钟玄抿了一口酒。
火辣辣的感觉在吼间激盪。
早年不懂为何家中长辈喜好喝酒,到老了才晓得,无他,就是能片刻逃避现实罢了。
“裴老弟,你可知晓根骨一说?”
聊了一会儿。
钟玄才寻了个时机不动声色的询问。
“根骨?”
裴勇抿了一口酒,夹了一粒椒盐黄豆咔嚓咔嚓的嚼著。
別看说书人口中江湖大侠都是用酱牛肉下酒,可实际上即便是裴勇这样的镇宅武师也只捨得隔三差五的吃一顿肉,就更不用说吃牛肉了。
一般来说,都是用椒盐黄豆、芥菜疙瘩佐酒。
联繫上之前买八段锦一事。
裴勇明白,钟玄这是动了学武的心思。
这一次他並没有再劝。
他多年在江湖闯荡,所以太清楚劝人是件没好处的事情,说不定还会成仇人。
钟玄虽不能对他构成什么威胁,但毕竟还要请来家中教书。
而且根骨一事也不是什么秘密。
裴勇说著:“练武之人,首重根骨,看似玄乎,但其实並不难想,就如有些人天生骨头比常人粗壮,练起武来至少也更不易受伤。”
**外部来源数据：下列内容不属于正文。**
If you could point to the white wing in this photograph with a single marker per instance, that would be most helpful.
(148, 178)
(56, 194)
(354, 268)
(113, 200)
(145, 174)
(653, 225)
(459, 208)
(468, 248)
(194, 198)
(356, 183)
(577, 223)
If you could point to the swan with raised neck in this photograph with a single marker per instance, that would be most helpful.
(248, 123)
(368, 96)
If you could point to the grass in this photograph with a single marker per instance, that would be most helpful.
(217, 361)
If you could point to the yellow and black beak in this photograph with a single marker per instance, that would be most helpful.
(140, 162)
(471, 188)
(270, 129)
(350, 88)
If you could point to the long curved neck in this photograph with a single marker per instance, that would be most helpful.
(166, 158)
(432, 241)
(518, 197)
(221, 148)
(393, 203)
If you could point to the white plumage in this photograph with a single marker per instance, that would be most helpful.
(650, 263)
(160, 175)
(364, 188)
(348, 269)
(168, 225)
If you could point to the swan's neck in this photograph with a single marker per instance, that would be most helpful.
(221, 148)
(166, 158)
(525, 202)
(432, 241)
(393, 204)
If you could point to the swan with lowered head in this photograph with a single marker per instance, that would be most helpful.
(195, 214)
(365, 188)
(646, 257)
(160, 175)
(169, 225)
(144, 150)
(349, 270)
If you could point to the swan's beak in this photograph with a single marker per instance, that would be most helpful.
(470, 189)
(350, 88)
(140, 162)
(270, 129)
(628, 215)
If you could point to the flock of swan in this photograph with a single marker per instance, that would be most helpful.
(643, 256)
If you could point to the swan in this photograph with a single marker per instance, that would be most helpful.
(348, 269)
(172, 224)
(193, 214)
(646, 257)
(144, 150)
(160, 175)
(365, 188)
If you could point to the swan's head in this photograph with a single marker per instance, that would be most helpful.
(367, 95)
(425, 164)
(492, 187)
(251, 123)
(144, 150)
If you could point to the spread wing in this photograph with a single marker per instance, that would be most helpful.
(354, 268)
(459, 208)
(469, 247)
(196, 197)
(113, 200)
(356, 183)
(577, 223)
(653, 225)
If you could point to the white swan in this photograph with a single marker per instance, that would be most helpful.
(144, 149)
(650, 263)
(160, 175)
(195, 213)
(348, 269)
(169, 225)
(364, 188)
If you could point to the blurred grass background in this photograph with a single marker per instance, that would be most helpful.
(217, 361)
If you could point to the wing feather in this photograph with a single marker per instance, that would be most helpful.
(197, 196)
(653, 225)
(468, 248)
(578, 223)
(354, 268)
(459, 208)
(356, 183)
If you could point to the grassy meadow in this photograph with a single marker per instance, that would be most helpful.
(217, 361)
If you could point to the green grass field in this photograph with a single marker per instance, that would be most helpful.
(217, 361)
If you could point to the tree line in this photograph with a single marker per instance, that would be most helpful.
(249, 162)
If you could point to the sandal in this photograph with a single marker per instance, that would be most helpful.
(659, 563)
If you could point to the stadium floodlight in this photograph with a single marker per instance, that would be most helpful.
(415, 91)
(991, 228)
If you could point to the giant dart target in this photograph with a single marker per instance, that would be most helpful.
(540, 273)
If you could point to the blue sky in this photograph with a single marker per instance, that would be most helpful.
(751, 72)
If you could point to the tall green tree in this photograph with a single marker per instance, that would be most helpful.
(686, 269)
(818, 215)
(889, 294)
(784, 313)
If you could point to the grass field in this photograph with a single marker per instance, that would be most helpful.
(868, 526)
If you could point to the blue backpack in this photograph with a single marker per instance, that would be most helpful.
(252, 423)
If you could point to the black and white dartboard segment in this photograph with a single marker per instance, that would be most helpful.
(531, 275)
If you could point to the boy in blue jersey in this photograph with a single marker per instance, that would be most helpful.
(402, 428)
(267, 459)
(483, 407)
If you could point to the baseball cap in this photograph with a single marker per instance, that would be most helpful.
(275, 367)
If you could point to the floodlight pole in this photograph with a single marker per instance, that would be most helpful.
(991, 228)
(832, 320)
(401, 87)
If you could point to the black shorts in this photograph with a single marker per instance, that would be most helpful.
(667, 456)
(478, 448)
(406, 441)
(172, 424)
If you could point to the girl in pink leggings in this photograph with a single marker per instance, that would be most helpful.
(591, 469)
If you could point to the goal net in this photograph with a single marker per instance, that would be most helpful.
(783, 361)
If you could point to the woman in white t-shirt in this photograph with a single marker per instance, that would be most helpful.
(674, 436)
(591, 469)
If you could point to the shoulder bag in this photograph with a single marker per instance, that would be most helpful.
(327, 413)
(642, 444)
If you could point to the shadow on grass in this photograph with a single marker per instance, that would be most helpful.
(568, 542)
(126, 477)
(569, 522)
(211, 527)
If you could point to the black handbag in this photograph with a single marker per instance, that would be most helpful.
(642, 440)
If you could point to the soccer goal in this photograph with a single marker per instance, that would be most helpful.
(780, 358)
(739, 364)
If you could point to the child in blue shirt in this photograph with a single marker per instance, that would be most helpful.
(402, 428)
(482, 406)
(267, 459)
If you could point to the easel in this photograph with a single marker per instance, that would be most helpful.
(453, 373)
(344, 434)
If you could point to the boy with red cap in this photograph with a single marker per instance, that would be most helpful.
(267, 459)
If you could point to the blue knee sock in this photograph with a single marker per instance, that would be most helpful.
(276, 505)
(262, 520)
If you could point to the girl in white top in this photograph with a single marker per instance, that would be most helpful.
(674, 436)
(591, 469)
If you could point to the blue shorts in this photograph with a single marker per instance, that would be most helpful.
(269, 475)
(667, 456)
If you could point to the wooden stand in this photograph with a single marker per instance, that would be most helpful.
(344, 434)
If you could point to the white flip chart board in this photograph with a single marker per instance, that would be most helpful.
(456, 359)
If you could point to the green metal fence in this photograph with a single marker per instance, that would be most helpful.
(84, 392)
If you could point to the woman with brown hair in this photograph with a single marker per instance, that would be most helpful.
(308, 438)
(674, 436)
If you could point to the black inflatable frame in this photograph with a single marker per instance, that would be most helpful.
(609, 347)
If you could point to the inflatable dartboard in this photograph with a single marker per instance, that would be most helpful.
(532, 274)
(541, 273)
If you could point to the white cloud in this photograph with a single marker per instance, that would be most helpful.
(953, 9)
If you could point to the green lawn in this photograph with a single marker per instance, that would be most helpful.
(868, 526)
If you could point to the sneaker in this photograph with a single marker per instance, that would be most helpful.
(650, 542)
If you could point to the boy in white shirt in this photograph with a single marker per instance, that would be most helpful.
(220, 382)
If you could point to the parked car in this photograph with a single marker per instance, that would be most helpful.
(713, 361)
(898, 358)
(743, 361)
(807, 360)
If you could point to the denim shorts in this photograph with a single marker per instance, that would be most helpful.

“虽说也有凡骨成武道大宗师之人,但无一不是机缘造化齐聚方才有一丝可能。”
“咱们庆国蜀中的那位大剑仙,便是天生剑骨。”
“按照其门下弟子的说法,那位大剑仙自摸剑的时候便晓得自己一定会天下无敌。”
“剑骨?”
钟玄眼前一亮。
裴勇点头:“人有相,根骨亦有形,就比如我,若不是爹娘给的狼骨,只怕早被饿死了,更不用说还有机会成为武师。”
“只不过我这狼骨乃最次的草阶根骨,加之我三十才接触武道,这辈子也不会有什么大前途。”
裴勇自嘲一笑。
钟玄若有所思。
裴勇之根骨为狼形,而他之根骨则是鹤形。
根骨除了形之外,还有品阶。
裴勇口中的草阶应该是最低一阶的根骨。
钟玄刚想问要如何確定根骨品阶,裴勇就已经不问自答:“想要確定根骨品阶,便要请摸骨师傅才能,不过其实也不用那么麻烦,江湖上一般认定,若是练功三月都无法將气力练到百斤,那就不用测,是不入阶的根骨。”
裴勇本意是想让钟玄打消练武的心思。
但通过裴勇的话语,钟玄也大抵猜到,自己的根骨应该差不多在草阶。